I squeeze her shoulder, pulling her closer. “I know,” I whisper. “I know exactly what you mean.”
“So the what the fuck do we do?”
I shrug. “I don’t know, I mean I can’t believe that just because he’s dying, he expects me, us, to…it just, it doesn’t…”
“It doesn’t seem fair?” Mia suggests, and I know she knows exactly what I’m trying to say
.
“No,” I say quietly. “It really fucking doesn’t.” I feel Mia’s arm slide around my waist now and we sit in silence for a few minutes.
“Do you think it makes us bad people?” Mia eventually asks. “That we think this way about our own father?”
I finish my beer and walk to the fridge to get us a couple more. Twisting the tops off, I hand one to Mia and then join her sitting on the kitchen counter now. “Do you think anything he did makes him a good father?” I ask, staring at the salad bowl sitting opposite me. “I mean I know two wrongs don’t make a right or whatever, but how the fuck else are we supposed to act?”
“Dunno, like grown ups,” Mia says, her foot kicking mine.
I glance at her and see her smiling back at me and I can’t help but laugh. “Yeah right, you’ve always been a baby, Mia,” I say rubbing my knuckles into her hair. “My little baby sister.”
“Fuck off,” she says, smiling as her foot swings against mine.
I take another sip of beer. “You love it, Mia.”
“Whatever,” she says, poking me in the ribs. “This still doesn’t solve the problem of whether we go see him though, does it.”
I shake my head. “No, it doesn’t,” I say. “You tell Jared yet?” I ask, taking another sip of my beer.
Mia’s head falls onto my shoulder again. “Not yet, but I will, I promise.”
I smile. “Good. You’re done with this stubborn ass side now, right?” I ask.
“Fuck off, geez what is this, pick on Mia day or something,” she says, her head still on my shoulder.

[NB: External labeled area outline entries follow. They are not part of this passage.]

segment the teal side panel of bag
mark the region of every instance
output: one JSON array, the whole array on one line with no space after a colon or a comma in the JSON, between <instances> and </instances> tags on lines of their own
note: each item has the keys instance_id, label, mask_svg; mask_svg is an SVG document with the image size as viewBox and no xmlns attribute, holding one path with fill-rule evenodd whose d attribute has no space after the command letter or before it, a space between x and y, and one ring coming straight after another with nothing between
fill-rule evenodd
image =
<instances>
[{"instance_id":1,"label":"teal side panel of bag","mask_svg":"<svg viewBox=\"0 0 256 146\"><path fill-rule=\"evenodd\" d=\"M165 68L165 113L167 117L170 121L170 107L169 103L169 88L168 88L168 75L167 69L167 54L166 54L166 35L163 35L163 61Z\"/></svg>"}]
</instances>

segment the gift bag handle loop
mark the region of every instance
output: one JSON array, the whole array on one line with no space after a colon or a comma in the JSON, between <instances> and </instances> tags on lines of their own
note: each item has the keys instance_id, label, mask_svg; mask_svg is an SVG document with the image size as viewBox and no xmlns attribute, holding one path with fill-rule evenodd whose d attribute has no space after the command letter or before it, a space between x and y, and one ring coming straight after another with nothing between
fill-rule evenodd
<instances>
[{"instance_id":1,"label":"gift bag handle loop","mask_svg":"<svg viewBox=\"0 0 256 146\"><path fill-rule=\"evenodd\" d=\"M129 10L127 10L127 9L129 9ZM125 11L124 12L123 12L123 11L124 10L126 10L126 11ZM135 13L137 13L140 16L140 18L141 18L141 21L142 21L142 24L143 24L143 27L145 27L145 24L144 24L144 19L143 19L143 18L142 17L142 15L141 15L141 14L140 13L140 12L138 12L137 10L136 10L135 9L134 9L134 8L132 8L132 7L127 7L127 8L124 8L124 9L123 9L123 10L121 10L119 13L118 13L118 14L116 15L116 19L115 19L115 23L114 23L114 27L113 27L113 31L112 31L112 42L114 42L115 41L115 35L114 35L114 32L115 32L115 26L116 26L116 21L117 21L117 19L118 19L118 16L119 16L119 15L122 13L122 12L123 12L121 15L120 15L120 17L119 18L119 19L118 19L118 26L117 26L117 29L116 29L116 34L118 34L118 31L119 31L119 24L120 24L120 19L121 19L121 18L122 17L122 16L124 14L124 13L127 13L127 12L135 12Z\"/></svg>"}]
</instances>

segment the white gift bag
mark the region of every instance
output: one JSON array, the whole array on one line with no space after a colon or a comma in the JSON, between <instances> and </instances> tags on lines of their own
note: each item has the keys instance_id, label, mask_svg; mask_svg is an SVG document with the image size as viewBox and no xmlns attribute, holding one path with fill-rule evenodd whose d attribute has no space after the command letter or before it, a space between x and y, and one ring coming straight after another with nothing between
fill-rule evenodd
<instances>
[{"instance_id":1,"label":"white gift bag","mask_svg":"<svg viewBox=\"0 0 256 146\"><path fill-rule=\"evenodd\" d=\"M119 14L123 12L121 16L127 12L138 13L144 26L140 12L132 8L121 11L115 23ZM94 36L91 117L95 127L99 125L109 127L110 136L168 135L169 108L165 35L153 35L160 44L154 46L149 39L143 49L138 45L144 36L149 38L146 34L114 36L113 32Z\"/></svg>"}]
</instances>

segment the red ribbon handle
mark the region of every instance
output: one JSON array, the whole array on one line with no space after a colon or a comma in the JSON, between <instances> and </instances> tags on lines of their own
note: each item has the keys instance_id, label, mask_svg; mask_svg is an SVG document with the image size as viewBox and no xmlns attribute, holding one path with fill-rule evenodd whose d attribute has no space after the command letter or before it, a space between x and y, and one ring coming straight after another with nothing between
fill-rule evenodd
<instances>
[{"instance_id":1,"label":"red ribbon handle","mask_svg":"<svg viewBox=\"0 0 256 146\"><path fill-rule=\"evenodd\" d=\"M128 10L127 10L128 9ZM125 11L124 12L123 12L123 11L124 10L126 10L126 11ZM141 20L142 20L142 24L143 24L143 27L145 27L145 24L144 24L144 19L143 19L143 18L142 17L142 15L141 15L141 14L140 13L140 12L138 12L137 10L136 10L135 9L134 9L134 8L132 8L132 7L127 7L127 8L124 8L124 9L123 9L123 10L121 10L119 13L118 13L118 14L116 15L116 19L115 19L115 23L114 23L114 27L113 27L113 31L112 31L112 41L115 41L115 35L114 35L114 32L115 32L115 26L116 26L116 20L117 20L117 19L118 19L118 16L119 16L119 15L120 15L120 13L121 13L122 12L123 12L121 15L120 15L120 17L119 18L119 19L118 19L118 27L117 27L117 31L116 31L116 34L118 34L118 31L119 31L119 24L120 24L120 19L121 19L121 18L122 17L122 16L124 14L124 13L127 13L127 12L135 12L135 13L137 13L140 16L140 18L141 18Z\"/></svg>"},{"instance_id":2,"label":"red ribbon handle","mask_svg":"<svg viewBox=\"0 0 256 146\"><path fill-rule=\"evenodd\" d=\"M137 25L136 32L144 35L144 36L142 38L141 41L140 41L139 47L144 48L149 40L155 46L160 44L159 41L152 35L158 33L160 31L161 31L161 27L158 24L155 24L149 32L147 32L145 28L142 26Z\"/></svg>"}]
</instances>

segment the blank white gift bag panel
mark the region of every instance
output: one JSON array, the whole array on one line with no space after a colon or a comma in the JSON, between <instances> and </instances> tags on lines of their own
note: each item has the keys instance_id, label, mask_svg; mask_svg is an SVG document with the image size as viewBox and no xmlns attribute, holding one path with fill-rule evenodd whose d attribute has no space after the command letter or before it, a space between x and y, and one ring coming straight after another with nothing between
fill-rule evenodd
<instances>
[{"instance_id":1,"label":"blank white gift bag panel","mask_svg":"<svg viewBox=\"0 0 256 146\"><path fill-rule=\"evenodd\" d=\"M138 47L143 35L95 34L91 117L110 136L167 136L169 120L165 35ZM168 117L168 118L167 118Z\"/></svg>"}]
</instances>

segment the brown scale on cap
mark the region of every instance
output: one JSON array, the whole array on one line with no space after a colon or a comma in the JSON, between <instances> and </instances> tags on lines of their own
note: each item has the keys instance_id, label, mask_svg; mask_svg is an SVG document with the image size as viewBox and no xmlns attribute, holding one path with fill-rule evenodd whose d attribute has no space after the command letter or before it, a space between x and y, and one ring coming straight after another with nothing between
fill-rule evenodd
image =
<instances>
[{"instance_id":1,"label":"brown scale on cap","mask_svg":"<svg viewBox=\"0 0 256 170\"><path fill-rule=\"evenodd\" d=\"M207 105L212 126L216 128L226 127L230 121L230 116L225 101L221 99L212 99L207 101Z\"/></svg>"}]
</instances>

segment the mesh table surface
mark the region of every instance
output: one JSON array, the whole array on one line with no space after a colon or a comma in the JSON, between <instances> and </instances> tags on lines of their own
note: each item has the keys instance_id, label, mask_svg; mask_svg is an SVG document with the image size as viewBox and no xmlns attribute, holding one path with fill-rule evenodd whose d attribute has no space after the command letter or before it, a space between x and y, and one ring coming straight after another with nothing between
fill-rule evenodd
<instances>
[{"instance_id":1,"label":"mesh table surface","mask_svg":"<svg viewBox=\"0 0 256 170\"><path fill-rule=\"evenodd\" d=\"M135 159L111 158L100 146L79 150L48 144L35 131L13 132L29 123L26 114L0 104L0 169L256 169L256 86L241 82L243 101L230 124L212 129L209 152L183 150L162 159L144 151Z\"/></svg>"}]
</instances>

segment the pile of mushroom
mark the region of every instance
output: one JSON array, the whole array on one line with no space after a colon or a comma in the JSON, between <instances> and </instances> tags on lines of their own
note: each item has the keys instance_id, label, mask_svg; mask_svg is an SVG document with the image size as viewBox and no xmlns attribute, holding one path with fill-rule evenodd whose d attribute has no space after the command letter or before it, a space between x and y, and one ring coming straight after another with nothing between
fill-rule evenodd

I can’t help but laugh as she continues, “But no, I’m going to tell him, I learned my lesson, okay,” she says, her hand grabbing mine now. “I promise, Luke, I’m done with hiding shit. From of either of you. And just for the record, I’m not and never was a stubborn ass you know.” I’m still laughing at her excuses. “What?” Mia says, punching me in the ribs. “What are you laughing at?”
“You, you idiot,” I say, kicking her foot with mine.